When coder/developers creates an application/binary... they usually reserve the maximum memory needed for the application to run. So when you run the application it goes out and mark pages of memory for reserve, sadly, even though it really needs to use a fraction of it. It is a common practice for these coders to always reserve the max, and something even more than what the application really needs. In IRIX, instead of using REAL physical memory, instead the kernal goes out an reserve swap memory, but allows the application to use the physical memory when it needs it. The the code goes out to reserve memory, the kernel force it to reserve the swap space, because it's not really using it anyway, and for the pages of memory it is actually using, it reserves the real memory. This allows the system to optimize real memory usage. VM is not a replacement for physical memory, but more like a another partition of memory where reserve memory are swap to. Without it, the kernel will start reserving the real memory, and you'll find yourself quickly running out of memory. So even if you have loads of memory, like over 1G of ram, it's still would add significant performace increase to use VM.
Here's an example: You have an application, APP. When you run it, it will reserve 64M of memory, but of the 64, it uses only 4M. The system will swap out 60M into swapspace, and use only 4M of real memory that it actually needs. Without it, it will reserve all 64M of your real memory. If you only have 128M of ram, you'll find yourself quickly out of memory.
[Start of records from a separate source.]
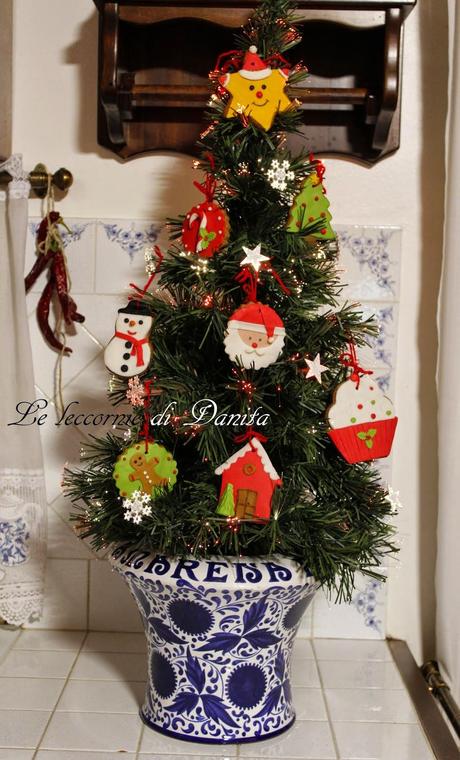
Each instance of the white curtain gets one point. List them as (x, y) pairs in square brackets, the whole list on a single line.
[(448, 562), (22, 487)]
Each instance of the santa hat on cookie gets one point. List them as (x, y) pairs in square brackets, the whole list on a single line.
[(259, 318), (253, 67)]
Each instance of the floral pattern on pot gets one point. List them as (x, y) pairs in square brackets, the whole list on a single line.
[(220, 634)]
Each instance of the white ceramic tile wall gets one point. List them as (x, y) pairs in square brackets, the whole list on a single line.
[(104, 256)]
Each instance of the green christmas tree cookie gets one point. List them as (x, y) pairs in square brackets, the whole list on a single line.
[(226, 505), (138, 469), (311, 205)]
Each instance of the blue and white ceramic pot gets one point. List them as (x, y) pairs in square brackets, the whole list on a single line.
[(220, 634)]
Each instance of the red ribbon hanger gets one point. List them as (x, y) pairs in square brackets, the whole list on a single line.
[(249, 434), (140, 292)]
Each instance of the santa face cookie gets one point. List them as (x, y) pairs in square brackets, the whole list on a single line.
[(363, 421), (129, 351), (255, 336)]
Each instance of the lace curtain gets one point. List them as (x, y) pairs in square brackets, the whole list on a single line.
[(22, 487)]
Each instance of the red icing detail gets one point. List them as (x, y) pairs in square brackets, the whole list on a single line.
[(216, 222), (262, 317), (354, 449), (252, 478)]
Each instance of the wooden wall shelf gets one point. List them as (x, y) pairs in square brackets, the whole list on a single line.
[(155, 55)]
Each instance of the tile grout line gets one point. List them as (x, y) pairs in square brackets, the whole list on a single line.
[(66, 681), (88, 595), (96, 225), (139, 743), (329, 718)]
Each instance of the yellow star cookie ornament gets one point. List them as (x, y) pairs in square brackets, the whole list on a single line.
[(256, 90)]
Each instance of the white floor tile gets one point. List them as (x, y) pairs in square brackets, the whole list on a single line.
[(102, 696), (7, 640), (309, 704), (305, 673), (54, 641), (53, 754), (306, 739), (19, 664), (30, 693), (359, 675), (156, 756), (303, 650), (92, 731), (381, 741), (115, 642), (370, 705), (156, 745), (110, 666), (16, 754), (351, 649), (22, 729)]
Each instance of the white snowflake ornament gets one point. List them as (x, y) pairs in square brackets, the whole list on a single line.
[(137, 506), (280, 174), (392, 496)]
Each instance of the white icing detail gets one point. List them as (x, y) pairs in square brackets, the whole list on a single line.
[(113, 354), (347, 398), (254, 443), (249, 357)]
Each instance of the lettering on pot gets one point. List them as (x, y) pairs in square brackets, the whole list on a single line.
[(215, 572), (247, 572), (277, 572), (189, 565), (159, 564)]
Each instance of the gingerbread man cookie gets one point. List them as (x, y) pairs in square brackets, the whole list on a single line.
[(138, 469)]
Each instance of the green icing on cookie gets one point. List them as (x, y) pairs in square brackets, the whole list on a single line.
[(148, 471)]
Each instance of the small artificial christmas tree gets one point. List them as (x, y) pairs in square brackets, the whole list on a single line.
[(249, 344)]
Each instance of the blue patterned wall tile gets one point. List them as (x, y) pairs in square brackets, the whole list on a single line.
[(381, 349), (362, 618), (120, 246), (370, 262)]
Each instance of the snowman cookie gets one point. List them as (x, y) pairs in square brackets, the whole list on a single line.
[(363, 421), (130, 351)]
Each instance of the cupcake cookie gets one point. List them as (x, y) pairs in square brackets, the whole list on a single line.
[(363, 421)]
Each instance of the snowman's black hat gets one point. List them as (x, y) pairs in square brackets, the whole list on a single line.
[(136, 307)]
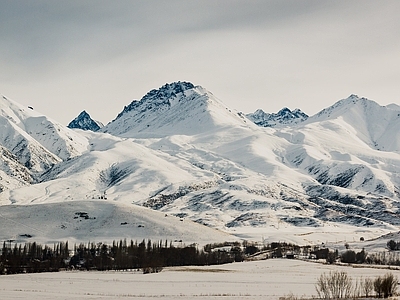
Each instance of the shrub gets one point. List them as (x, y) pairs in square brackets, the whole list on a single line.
[(348, 257), (334, 285), (385, 286)]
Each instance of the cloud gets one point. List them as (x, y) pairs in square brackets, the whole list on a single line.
[(252, 54)]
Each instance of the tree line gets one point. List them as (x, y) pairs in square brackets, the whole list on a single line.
[(122, 255)]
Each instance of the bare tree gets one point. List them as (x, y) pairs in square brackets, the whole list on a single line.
[(334, 285), (368, 287)]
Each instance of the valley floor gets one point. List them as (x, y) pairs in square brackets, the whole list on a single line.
[(267, 279)]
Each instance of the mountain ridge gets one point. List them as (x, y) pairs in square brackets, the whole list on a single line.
[(181, 151)]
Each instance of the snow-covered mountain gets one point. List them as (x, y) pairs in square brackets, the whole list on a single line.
[(176, 108), (181, 151), (85, 122), (283, 117)]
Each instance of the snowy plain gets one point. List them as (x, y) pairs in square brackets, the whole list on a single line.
[(266, 279)]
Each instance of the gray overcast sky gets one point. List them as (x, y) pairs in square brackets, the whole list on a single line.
[(63, 57)]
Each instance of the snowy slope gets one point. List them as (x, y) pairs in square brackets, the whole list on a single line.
[(24, 126), (377, 126), (181, 151), (12, 173), (99, 221)]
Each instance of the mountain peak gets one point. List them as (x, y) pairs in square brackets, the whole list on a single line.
[(175, 108), (85, 122), (168, 90), (283, 117), (158, 96)]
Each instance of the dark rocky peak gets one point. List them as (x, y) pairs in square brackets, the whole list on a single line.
[(85, 122), (283, 117), (158, 96), (168, 90)]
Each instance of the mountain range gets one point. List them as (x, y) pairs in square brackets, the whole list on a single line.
[(181, 153)]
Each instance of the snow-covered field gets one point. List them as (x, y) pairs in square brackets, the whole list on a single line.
[(268, 279)]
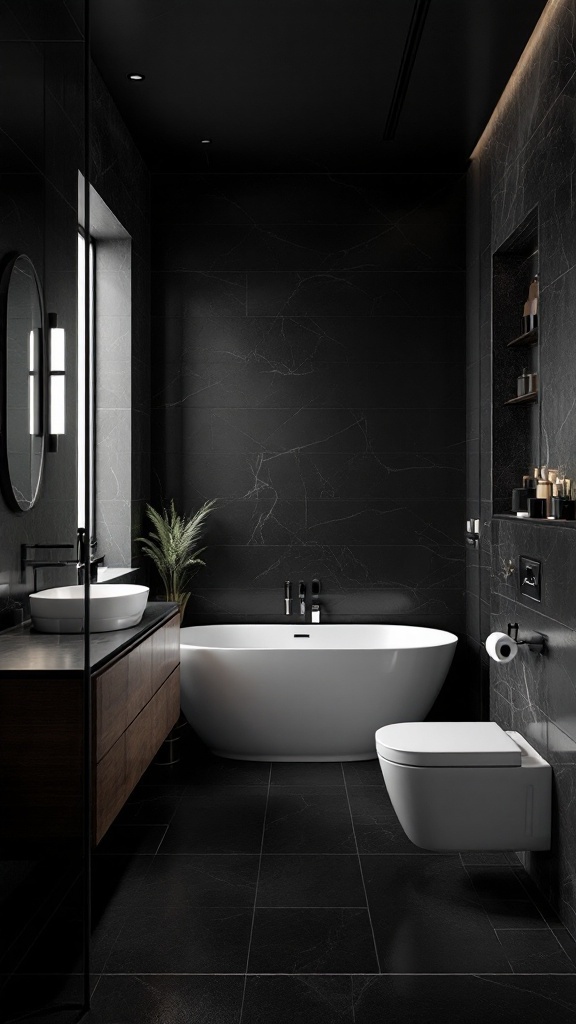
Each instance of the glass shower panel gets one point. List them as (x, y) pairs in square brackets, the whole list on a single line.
[(45, 782)]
The system simply runs more efficient with VM.
It's common that most application will reseve 2X to 2.5X or even 4X the actually memory it needs. Ir depends on the coder. Thats pretty much why ppl say you need swap space 2-4X your physical memory.
The second usage is, when you dont have enough physical memory, then the kernal actually goes out and swap to swap space. I guess this is the method most users are familiar with. Useful for low memory systems, but will deteriote performace.
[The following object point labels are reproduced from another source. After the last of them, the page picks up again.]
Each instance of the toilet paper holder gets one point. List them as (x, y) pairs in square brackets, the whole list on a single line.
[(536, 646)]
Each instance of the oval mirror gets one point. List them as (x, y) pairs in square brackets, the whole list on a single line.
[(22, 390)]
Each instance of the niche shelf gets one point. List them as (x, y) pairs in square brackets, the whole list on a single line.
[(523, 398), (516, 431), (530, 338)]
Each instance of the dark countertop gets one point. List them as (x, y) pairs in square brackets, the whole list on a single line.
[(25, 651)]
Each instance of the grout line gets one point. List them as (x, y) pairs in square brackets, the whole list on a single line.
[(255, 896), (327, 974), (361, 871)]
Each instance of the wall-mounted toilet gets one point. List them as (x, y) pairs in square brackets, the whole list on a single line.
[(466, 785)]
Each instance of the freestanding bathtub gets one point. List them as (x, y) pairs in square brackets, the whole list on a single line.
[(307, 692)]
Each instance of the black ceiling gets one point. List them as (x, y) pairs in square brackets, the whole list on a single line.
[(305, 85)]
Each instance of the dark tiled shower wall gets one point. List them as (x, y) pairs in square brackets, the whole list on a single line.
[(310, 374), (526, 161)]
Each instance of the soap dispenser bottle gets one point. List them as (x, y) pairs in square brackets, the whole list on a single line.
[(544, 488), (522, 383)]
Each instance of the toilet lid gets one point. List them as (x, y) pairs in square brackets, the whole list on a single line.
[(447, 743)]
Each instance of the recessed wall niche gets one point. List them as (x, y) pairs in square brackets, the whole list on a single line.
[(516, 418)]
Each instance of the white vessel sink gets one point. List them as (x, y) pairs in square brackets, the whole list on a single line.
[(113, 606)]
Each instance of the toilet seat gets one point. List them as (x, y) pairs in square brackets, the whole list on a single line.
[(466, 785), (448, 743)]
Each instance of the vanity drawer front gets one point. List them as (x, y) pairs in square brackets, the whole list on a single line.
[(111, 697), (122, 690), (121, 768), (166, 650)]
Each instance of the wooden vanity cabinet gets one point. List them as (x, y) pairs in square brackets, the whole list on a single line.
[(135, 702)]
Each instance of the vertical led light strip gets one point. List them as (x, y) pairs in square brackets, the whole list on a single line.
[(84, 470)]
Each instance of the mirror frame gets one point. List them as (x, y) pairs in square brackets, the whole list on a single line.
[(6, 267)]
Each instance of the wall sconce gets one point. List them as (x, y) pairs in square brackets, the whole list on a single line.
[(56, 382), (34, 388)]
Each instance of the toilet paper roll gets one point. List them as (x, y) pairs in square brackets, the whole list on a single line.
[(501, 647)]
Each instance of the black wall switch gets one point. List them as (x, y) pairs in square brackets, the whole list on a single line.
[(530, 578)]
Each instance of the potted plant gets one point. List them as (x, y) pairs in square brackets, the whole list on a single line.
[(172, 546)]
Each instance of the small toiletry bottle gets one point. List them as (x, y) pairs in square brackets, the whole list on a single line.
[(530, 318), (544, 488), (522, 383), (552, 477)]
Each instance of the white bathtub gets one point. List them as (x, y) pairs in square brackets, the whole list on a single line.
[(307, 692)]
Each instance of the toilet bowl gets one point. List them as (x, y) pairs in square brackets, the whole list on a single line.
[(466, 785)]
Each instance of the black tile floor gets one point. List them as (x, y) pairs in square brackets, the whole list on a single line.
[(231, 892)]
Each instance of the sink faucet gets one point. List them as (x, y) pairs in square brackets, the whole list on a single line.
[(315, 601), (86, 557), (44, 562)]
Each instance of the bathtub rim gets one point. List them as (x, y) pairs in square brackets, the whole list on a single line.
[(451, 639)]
I know this is not the most technically correct way to explain it. I'm sure some UNIX guru can explain it much more accurate than I can, but I hope it gives you an idea.
So bottom line, even if you got adequate meory. Using VM is still recommended.
NEXT:
Swap file VS. Swap Partition.
In the unix world, creating a swap file is the means to temporary add more swap space. It is by no means a permanent swap. WHY? Simply because swapping to a file requires reading and writing to a few extra layers. That means it's a hell of a lot slower than swapping to a raw swap partition. Any system that swaps to a file vs swapping to a partiton is comparable a lot slower. If you have a Linux (or FREEBSD) system handle, you can try it and compare. For example Linux with a partition performs a lot faster (memory wise) than with just a swap file.
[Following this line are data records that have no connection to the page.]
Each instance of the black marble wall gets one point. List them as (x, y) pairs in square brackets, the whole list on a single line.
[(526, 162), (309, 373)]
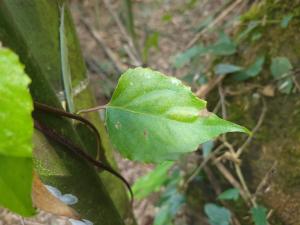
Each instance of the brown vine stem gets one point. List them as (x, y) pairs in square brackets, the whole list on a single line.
[(93, 109)]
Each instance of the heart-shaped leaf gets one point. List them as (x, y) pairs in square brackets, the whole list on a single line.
[(152, 117), (16, 128)]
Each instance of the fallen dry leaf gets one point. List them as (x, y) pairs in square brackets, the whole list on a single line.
[(44, 200)]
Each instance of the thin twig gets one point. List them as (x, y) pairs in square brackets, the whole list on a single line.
[(205, 89), (133, 51), (230, 178), (97, 108), (219, 18), (203, 163), (109, 53), (257, 126), (222, 100)]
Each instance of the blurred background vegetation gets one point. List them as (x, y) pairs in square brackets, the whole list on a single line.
[(242, 56)]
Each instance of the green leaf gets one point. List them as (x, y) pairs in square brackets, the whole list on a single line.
[(222, 69), (217, 215), (280, 66), (252, 71), (223, 46), (230, 194), (286, 20), (16, 128), (152, 117), (152, 181), (151, 42), (259, 215), (207, 147)]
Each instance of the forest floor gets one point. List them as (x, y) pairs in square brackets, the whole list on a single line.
[(171, 24)]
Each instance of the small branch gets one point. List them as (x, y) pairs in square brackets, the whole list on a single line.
[(219, 18), (205, 89), (257, 126), (230, 179), (133, 51), (109, 53), (222, 100), (203, 163)]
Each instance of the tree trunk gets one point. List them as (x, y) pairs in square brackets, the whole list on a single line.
[(31, 29), (271, 163)]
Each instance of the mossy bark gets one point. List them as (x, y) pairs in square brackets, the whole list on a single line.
[(31, 29), (276, 144)]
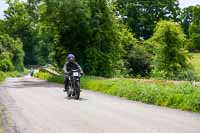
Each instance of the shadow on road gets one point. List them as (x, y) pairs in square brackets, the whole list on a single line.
[(25, 84)]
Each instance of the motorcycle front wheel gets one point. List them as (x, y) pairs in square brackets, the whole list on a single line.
[(77, 91)]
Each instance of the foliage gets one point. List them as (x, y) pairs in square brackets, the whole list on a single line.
[(22, 21), (91, 33), (2, 76), (142, 16), (195, 28), (182, 96), (170, 58), (186, 19), (195, 61), (12, 54)]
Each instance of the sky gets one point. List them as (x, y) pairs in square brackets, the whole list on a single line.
[(183, 3)]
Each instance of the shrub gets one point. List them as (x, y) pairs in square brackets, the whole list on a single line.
[(2, 76), (169, 59), (182, 96)]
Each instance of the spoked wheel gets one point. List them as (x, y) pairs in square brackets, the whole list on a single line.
[(69, 93), (77, 91)]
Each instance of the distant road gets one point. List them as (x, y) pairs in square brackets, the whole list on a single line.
[(35, 106)]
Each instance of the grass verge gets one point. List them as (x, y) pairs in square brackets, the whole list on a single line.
[(1, 123), (180, 96)]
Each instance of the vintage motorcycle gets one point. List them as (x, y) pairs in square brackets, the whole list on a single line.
[(73, 87)]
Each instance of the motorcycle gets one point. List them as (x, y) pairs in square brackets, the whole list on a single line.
[(73, 87)]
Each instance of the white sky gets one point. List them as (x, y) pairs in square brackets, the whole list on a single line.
[(183, 3)]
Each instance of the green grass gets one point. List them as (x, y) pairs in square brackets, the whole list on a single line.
[(195, 61), (1, 125), (180, 96)]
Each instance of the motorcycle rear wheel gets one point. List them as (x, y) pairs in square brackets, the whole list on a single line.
[(77, 92)]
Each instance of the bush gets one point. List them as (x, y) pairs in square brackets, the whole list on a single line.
[(2, 76), (170, 58), (6, 65)]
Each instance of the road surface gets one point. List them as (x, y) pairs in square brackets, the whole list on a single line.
[(36, 106)]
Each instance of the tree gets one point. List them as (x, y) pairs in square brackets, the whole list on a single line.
[(11, 53), (186, 19), (142, 15), (89, 30), (195, 28), (169, 59)]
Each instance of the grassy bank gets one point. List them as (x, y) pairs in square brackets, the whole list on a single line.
[(195, 61), (3, 75), (1, 124), (180, 96)]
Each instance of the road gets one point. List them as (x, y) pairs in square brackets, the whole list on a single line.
[(36, 106)]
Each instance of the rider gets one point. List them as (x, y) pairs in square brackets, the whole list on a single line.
[(70, 65)]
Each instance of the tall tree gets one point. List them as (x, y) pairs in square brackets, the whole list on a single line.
[(169, 59), (19, 24), (87, 29), (195, 28), (142, 15)]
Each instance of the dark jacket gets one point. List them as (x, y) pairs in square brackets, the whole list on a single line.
[(68, 66)]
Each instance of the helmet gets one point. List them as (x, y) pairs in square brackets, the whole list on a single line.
[(70, 57)]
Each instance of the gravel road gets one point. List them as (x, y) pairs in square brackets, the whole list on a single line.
[(35, 106)]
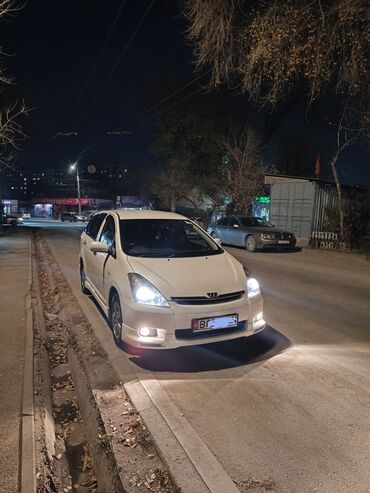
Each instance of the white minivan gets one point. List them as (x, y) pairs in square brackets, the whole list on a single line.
[(163, 282)]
This is what dissappoints me about osX. It's pretty fast now, but I want to see how much faster it can be if, I can create a raw partition. Doing a man on fstab says that it's possible. But osX doesn't seem to use the fstab to activate swap like Linux or BSD. Because I can create a raw partition, but cannot tell osX to swap to it. /etc/fstab seems to be ignored.
Anyone else looked into this? I'm sure there is a way! I dont think apple will go through the trouble in stripping out that piece of code in the kernel.